As it turns out, Marchionne is also CEO of Ferrari, but the contrast between the Italian carmaker and Tesla owes more to the similarity between the companies than to leadership differences.
Ferrari, like Tesla, is a brand built on a story, and for Ferrari, that story is racing. Yes, Ferrari has sold plenty of road cars since the middle of the 20th century, and it has sold them for a lot of money. But at its core, Ferrari is about winning Formula One races.
That mission has been pursued with absolute concentration. The F1 car for a given year is, ultimately, the only Ferrari that really matters. There is no business case for the expensive road cars without it.

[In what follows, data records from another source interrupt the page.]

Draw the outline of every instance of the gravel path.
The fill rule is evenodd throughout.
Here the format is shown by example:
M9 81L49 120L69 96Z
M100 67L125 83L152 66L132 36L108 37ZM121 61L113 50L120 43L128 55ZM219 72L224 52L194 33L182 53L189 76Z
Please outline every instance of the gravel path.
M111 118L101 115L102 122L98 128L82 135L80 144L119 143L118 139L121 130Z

Tesla, on the other hand, has a Ferrari-like portfolio of vehicles, in terms of size (just three cars currently coming out of the Tesla factory, versus five for Ferrari). There’s also a vision, although unlike Ferrari it isn’t predicated on winning races. Rather, it’s Musk’s desire to hasten humanity’s exit from the fossil-fuel era and to mitigate global warming.
Tesla, unfortunately, isn’t modeling itself on Ferrari, which would actually be logical. Instead, it’s aiming to become GM or Toyota, producing cars at a gigantic scale. Tesla’s core business — luxury vehicles — shares Ferrari’s sexiness and preoccupation with performance.
It’s larger, of course — Ferrari sells less than 10,000 cars per year — but Teslas are also far less expensive. An entry-level Tesla luxury vehicle is under $100,000, while the cheapest Ferrari is $200,000.
Musk would obviously like to be half Ferrari-half GM, but this is an impossible circle to square. The tragedy is that as Ferrari talks about going electric, Tesla is already there. The problem is that the CEO simply can’t accept that destiny.